Ancak hafızalarımızın kesiştiği yerde

bütünleriz birbirimizi..

sen zamana kafa tutamazsın

bunun için çok fazla insansın…

ama o tutar…

dalgınlığını… kırgınlığını…

ortaya saçılan ahların,

hafif kinayeli devrik cümlelerle

buzlu bardağa sızışını…

başını döndüren şarkıları..

barbunya pilakiye eşlik eden gönül sızını

bandıra bandıra mideye gönderdiğin iç burukluğunu

olmayanı oldurmaya çalışan sonsuz sabrını…

yine o indirir yumruğu masaya…

çünkü o; adını koyamadığın, sahip çıkamadığın her şeyin sonsuz adı …

O bulmak adına yitirdiğin anlamın ta kendisi..

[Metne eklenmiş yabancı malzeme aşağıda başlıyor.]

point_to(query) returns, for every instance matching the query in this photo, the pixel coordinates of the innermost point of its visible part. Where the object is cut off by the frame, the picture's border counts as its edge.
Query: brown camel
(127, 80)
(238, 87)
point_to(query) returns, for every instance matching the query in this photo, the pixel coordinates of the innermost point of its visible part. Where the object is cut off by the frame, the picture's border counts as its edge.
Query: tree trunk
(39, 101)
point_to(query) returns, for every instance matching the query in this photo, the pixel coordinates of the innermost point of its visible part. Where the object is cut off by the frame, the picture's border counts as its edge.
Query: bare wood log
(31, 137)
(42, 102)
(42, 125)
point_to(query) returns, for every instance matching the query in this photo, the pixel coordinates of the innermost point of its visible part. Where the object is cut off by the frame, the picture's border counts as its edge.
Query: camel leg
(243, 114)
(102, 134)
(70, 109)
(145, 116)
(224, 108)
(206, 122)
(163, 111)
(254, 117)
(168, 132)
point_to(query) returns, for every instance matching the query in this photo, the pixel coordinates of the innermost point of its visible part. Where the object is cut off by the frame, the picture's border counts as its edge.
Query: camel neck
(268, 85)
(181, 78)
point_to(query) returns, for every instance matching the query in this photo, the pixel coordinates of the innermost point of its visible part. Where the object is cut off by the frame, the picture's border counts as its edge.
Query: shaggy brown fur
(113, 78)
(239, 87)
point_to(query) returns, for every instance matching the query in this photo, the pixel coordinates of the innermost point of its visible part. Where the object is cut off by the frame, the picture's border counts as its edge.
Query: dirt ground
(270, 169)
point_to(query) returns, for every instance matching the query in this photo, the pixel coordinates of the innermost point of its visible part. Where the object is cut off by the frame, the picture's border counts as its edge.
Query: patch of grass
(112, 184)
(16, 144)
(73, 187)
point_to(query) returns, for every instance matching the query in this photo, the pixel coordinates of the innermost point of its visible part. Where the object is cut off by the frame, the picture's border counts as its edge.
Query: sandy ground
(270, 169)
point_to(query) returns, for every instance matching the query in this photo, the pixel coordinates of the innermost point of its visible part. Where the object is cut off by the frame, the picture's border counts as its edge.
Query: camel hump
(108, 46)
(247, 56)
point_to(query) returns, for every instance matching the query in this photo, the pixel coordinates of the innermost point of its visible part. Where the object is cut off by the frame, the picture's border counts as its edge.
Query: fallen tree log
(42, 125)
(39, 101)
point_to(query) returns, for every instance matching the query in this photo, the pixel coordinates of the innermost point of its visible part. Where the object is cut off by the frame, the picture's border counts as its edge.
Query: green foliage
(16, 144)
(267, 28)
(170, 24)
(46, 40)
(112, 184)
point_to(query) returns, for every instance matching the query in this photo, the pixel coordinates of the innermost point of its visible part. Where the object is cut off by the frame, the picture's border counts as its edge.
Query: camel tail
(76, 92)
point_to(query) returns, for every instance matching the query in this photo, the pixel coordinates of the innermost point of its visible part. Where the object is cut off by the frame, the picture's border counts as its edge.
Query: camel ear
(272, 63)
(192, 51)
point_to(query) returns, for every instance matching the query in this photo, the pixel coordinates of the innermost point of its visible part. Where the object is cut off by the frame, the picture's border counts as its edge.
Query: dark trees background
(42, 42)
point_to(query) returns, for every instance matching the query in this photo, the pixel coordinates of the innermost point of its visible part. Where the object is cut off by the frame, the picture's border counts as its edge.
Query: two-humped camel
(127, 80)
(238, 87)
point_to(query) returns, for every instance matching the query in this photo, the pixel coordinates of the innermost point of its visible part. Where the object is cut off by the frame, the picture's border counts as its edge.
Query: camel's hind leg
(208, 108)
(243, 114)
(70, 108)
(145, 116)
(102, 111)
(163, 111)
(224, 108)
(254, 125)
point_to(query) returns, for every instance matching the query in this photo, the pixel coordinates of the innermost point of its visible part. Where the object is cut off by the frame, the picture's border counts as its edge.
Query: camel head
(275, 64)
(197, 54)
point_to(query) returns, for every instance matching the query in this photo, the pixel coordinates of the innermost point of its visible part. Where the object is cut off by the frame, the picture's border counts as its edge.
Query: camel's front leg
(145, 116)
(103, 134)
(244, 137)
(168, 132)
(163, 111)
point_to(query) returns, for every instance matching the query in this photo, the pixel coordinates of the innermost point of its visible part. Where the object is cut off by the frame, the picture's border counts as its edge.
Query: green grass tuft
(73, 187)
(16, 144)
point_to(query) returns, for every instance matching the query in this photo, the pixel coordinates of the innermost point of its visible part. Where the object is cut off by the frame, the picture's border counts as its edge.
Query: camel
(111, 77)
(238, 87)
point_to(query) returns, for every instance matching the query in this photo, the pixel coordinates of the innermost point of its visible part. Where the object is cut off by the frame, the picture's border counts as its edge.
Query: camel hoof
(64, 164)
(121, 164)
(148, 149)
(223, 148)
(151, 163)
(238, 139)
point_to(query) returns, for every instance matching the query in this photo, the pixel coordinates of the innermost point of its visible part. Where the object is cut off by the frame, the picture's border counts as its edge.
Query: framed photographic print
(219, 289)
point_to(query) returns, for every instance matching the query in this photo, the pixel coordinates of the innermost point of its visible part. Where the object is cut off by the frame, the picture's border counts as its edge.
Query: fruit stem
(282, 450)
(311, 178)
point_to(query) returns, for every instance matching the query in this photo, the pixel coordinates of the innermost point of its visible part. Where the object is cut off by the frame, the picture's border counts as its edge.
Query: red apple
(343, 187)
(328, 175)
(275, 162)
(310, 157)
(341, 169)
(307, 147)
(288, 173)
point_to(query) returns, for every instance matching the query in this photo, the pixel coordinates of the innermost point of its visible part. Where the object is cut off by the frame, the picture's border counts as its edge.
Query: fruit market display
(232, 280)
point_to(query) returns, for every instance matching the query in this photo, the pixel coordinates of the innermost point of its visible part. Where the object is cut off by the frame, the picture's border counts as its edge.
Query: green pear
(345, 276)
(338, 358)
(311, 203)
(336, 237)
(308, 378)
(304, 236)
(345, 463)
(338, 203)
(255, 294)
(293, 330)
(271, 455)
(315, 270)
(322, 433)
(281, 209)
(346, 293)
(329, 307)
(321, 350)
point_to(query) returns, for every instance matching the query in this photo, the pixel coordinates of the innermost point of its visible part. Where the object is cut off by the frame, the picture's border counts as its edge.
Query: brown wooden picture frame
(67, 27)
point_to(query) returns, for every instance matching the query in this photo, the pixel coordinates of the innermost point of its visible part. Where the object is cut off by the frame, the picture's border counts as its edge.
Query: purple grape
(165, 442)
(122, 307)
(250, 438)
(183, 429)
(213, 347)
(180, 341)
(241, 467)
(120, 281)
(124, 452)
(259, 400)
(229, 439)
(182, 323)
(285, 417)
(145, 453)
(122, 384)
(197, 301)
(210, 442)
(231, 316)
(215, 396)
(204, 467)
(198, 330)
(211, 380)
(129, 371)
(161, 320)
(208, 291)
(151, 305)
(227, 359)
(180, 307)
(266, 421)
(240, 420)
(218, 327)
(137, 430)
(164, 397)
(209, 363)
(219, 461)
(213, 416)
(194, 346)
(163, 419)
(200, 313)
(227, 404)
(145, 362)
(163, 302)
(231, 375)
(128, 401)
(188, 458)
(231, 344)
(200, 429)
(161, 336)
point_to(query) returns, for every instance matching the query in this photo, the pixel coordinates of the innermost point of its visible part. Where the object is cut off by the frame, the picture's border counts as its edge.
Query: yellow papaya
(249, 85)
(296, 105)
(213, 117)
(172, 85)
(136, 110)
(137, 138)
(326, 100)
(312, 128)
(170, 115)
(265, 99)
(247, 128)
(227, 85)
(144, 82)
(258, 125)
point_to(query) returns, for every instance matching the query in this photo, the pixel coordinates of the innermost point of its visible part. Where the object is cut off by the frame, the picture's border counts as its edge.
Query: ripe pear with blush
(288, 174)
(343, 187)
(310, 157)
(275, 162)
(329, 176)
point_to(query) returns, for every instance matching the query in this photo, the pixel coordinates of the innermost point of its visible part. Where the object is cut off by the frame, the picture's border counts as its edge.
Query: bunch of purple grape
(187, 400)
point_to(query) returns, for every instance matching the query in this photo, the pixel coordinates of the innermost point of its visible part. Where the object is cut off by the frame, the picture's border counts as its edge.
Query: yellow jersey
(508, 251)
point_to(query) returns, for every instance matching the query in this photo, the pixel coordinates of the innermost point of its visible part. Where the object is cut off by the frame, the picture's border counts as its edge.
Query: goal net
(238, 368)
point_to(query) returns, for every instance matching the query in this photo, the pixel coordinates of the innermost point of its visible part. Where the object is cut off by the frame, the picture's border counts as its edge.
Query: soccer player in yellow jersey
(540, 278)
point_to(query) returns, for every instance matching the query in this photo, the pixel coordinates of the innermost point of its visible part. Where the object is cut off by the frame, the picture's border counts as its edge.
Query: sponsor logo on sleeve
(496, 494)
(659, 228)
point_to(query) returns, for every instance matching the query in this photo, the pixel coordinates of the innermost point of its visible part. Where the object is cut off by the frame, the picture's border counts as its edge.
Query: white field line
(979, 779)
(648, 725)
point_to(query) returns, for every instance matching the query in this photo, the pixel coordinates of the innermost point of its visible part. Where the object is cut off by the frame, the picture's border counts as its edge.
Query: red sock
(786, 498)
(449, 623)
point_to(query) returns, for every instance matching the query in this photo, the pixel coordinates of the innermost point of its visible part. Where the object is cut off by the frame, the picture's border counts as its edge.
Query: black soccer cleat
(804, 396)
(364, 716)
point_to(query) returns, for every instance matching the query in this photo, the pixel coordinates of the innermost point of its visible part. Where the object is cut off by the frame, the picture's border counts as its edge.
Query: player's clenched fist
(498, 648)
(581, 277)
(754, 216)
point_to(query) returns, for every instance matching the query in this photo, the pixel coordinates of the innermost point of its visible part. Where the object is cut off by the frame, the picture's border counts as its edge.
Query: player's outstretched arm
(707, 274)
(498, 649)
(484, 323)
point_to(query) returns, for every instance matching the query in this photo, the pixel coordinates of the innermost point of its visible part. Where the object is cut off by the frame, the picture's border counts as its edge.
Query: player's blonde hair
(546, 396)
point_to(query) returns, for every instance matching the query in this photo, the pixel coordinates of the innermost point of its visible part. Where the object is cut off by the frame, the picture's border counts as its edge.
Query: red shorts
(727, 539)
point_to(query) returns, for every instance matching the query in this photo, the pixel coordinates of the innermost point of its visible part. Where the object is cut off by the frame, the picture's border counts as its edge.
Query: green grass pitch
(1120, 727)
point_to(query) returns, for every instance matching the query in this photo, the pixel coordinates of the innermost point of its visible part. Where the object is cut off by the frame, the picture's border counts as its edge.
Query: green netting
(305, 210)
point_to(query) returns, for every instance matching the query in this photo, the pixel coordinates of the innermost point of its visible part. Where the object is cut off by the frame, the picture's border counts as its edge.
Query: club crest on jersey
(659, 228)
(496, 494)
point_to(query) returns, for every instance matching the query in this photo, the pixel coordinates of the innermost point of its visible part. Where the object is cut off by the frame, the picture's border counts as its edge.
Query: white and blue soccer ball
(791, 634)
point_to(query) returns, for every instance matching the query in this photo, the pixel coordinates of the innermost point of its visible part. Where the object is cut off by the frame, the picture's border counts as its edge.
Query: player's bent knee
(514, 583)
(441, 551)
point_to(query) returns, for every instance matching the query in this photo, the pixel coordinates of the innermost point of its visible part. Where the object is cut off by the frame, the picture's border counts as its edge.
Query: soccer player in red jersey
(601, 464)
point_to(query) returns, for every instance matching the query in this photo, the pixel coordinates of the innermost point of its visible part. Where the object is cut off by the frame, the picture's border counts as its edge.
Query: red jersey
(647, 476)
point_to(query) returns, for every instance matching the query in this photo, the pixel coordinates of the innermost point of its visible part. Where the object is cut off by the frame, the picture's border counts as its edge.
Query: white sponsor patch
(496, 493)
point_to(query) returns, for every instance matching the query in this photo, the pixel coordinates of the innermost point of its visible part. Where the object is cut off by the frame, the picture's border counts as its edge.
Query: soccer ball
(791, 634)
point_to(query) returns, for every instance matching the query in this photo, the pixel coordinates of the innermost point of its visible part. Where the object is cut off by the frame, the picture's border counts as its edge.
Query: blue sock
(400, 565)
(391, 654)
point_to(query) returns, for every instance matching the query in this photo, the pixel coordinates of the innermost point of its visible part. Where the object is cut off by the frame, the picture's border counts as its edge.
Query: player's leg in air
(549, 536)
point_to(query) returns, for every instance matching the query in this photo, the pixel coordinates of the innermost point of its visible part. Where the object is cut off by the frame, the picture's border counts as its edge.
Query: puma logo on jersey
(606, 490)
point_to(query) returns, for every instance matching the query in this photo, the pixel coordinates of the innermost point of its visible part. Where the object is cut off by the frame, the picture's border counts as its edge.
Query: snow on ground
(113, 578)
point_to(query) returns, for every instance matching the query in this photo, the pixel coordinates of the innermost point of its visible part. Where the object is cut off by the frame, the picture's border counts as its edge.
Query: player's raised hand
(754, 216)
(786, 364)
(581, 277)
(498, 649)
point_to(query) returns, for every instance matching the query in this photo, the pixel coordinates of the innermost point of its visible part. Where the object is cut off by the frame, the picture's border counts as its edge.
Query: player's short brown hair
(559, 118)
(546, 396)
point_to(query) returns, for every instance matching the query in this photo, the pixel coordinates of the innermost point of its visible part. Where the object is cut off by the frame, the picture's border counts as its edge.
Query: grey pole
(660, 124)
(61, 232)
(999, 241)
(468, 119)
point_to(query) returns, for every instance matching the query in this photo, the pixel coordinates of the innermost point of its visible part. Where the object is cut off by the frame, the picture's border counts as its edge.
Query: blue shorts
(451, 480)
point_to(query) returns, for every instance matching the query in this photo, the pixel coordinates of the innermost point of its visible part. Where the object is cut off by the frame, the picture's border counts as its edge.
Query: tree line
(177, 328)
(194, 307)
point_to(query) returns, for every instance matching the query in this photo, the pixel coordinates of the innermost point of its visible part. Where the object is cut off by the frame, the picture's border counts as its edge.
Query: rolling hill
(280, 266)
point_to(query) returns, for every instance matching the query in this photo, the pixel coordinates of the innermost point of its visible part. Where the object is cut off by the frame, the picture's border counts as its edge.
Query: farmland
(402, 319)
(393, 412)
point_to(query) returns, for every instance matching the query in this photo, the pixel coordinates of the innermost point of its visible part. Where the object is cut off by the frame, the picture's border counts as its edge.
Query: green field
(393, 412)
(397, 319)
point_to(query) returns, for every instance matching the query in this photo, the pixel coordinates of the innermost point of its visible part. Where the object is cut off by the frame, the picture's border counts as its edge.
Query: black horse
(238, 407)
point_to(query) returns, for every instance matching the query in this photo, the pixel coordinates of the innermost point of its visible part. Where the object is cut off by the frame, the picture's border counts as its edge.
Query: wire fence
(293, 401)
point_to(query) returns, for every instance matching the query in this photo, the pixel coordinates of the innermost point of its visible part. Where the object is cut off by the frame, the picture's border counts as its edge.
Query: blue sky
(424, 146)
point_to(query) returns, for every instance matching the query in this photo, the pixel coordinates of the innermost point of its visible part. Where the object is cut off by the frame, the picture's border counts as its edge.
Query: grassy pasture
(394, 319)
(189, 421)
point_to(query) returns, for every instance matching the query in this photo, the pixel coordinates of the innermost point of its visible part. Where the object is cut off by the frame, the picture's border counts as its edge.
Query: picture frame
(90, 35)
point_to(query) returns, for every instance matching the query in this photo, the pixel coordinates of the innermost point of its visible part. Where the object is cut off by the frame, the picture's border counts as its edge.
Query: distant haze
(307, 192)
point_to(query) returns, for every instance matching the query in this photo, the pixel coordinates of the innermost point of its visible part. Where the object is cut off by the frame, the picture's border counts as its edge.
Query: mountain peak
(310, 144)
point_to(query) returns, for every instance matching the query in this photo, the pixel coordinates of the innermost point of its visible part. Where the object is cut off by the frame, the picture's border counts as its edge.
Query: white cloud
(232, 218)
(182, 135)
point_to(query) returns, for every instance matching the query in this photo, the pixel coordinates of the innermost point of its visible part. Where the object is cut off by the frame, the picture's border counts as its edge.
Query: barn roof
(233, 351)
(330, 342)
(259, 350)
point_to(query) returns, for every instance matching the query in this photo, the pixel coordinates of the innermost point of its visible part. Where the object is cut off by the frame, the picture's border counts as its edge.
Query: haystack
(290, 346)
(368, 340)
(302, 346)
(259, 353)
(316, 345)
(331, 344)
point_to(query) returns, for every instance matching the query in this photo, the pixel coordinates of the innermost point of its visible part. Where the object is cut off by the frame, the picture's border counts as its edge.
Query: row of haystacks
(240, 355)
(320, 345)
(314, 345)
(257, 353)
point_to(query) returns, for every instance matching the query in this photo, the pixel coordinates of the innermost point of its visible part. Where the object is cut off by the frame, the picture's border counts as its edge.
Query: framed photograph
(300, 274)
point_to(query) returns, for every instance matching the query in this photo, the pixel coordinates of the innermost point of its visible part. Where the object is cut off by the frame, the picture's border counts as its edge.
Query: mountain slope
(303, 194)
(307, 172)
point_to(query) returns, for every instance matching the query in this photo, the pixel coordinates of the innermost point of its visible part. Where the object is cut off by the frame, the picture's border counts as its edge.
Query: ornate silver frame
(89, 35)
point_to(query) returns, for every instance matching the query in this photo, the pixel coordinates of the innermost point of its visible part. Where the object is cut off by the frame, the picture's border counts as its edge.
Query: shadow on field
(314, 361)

Biz; dünyanın biçare varlıkları..

sayıklar dururuz onun bunun adaletini..

gel gör ki

yine zaman öğretir

seçimlerimizin bedelini

onun olmadığı yerde ödediğimizi…

Sibel BENGÜ

SUSMAK TARLASINDAN YÜZMEK DENİZİNE…

Çatıların üzerinden kıvrılarak pencereye uzanıyordu gece…

Ayın küllü gri ışığı perdenin arasından süzüldü

ve gözlerimin ferine usulca yerleşti..

ne müthiş bir irkilme …

Tam bu uyku ve uyanıklığın tuhaf aralığında

derinden fışkıran bir gitme isteğiyle doğdu gün…

Asırlar süren o bir kaç saniyelik iç çekmede…

O büyük gecede

saklanmış bir ses

tamamlanmamış bir söz

kim bilir nasıl yorulmuş bir umut

kim bilir nasıl yontulmuş bir cesaret vardı…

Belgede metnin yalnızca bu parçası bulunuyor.